Dr Anna Bagnoli's PhD study, based at the Centre for Family Research of the University of Cambridge (Cantab, 2001), investigated the process of identity construction in young people in relation to the experience of migration, looking at a sample of young Italians migrating to England and young English migrating to Italy. The project applied an innovative mix of qualitative methods to promote young people’s active participation. It was awarded an EC Marie Curie TMR Fellowship (1998-2000), an EP Ramon y Cajal Scholarship (2001-2002), and an ESRC Postdoctoral Fellowship (2002-2003).
Anna pursued her interests in methodological innovation during her time as a Research Fellow at the University of Leeds on the ESRC-funded National Centre for Research Methods Real Life Methods Node initiative (2005-2008).

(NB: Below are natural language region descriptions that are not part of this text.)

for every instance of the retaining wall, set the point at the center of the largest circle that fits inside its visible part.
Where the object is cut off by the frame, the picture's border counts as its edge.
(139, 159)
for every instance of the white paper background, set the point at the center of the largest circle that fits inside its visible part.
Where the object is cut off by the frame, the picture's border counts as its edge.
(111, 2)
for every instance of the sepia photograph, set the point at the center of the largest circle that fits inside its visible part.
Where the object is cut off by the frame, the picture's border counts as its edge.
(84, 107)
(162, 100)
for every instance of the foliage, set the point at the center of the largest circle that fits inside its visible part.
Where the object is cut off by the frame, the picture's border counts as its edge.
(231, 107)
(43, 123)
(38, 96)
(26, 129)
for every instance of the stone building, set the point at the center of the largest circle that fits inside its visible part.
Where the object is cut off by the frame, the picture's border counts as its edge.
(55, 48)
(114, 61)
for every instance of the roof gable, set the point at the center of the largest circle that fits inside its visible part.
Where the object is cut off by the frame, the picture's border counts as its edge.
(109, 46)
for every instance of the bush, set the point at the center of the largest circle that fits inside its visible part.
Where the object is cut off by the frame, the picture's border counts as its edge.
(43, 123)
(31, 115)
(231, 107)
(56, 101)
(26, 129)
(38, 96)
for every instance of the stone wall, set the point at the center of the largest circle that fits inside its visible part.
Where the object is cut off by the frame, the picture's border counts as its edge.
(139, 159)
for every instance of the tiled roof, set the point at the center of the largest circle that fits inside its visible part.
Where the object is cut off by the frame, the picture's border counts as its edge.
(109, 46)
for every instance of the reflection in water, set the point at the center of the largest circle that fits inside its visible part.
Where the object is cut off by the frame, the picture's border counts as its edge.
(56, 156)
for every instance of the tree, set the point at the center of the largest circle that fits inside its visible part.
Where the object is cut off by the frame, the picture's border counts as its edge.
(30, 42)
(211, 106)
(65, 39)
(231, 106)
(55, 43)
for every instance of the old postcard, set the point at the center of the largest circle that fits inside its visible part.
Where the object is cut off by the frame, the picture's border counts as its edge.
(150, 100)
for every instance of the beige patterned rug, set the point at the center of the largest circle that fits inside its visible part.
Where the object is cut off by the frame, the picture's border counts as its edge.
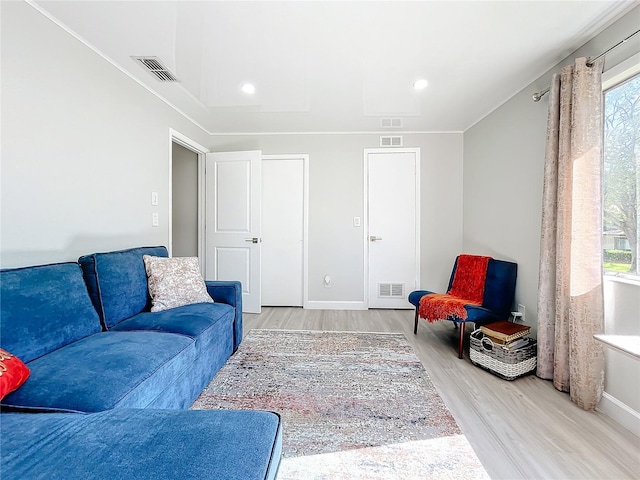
(354, 406)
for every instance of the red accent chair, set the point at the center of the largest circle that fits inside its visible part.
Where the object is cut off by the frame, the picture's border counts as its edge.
(499, 292)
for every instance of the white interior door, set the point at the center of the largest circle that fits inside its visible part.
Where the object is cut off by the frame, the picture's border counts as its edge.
(232, 235)
(283, 214)
(393, 225)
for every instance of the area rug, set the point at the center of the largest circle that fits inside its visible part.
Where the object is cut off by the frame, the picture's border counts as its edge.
(354, 405)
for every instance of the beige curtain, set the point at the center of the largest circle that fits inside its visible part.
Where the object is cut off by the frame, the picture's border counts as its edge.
(570, 299)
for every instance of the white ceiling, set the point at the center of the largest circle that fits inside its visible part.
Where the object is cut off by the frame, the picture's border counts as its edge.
(337, 66)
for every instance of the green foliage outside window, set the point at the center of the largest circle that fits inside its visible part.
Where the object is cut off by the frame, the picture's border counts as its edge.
(621, 186)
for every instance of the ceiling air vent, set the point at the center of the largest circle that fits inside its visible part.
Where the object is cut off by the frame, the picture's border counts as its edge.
(155, 66)
(390, 122)
(391, 141)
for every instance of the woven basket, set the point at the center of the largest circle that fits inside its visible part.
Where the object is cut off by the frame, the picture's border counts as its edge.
(506, 364)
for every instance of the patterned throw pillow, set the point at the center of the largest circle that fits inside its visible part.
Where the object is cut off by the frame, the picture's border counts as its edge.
(174, 282)
(13, 373)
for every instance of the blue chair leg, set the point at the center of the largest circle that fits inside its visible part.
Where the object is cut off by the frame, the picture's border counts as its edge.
(461, 342)
(455, 324)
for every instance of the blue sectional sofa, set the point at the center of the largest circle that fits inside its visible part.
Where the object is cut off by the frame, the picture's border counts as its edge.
(115, 378)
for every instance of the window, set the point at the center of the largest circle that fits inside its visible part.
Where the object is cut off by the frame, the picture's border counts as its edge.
(621, 177)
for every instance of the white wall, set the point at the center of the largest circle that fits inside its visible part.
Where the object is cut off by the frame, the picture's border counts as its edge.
(336, 195)
(503, 171)
(83, 147)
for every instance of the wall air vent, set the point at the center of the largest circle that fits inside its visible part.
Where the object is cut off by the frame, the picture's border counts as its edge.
(391, 141)
(391, 290)
(390, 122)
(155, 66)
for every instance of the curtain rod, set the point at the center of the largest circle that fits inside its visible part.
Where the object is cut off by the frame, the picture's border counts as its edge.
(538, 95)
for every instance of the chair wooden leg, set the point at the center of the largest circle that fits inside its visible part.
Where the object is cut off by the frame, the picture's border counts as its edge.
(461, 344)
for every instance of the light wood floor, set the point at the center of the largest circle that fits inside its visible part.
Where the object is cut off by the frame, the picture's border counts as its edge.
(523, 429)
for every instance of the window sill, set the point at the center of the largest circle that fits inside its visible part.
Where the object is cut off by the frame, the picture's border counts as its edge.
(622, 278)
(627, 344)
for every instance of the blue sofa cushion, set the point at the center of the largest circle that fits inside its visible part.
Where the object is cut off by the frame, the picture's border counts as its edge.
(43, 308)
(133, 444)
(117, 282)
(192, 320)
(106, 370)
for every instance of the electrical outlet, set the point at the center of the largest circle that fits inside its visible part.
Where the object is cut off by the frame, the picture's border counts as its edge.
(521, 309)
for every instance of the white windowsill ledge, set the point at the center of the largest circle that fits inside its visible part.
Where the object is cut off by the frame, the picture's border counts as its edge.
(629, 279)
(627, 344)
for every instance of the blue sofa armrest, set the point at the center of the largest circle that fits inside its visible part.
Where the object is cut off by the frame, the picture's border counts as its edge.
(229, 292)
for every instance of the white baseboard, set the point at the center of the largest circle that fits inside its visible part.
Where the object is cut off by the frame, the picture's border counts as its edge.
(620, 412)
(320, 305)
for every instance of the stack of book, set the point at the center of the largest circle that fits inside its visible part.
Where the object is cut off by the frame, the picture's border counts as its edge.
(508, 335)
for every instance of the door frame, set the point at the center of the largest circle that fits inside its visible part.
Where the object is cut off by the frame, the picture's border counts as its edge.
(305, 218)
(186, 142)
(365, 223)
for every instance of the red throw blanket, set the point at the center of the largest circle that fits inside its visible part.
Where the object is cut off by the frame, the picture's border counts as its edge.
(467, 288)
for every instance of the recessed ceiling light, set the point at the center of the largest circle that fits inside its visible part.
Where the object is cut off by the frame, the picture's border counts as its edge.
(420, 84)
(248, 88)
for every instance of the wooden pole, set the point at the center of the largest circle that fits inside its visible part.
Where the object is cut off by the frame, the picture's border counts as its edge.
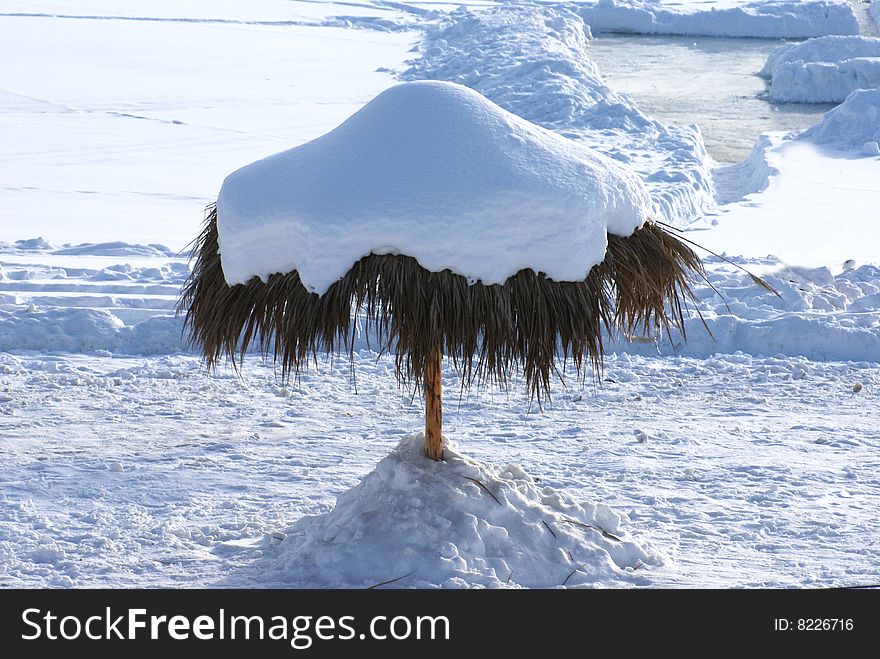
(434, 406)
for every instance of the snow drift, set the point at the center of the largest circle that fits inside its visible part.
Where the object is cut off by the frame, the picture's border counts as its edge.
(785, 18)
(457, 523)
(535, 62)
(435, 171)
(823, 70)
(854, 124)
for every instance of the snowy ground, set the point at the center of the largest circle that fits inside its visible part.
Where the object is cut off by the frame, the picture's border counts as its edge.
(125, 472)
(124, 464)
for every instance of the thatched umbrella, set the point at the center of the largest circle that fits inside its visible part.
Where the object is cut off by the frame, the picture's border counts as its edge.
(452, 227)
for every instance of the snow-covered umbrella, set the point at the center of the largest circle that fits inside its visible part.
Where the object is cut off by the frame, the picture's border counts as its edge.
(449, 226)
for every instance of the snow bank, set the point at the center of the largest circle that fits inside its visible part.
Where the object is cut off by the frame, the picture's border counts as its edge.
(435, 171)
(458, 523)
(854, 124)
(823, 70)
(819, 316)
(535, 62)
(786, 18)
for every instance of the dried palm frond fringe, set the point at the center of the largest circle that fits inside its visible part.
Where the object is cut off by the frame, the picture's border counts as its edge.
(488, 332)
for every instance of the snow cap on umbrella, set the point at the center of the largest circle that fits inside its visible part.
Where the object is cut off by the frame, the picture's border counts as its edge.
(448, 224)
(435, 171)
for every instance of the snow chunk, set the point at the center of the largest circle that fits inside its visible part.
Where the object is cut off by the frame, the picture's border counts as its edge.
(435, 171)
(854, 124)
(457, 523)
(823, 70)
(726, 18)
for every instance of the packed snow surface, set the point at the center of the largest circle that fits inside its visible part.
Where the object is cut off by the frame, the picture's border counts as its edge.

During her time in the Department of Sociology at University of Cambridge she worked in the context of the ESRC Gender Equality Network (GeNet) research group with two subsequent projects on gender and science: PRAGES, an EC-funded coordination action involving 11 national partners (2008-2009), and Boys Girls and SET (2010), a study that was funded by the Nuffield Foundation.
In 2013-2014 Anna led two studies to pilot a range of creative arts-based methods: Wolfson’s Worlds, funded by Wolfson College, Cambridge, and Picturing Identities, funded by the Cambridge Italian Research Network.
Since 2011 she has been working as a Tutor at Wolfson College, where she also is Director of Studies for HSPS.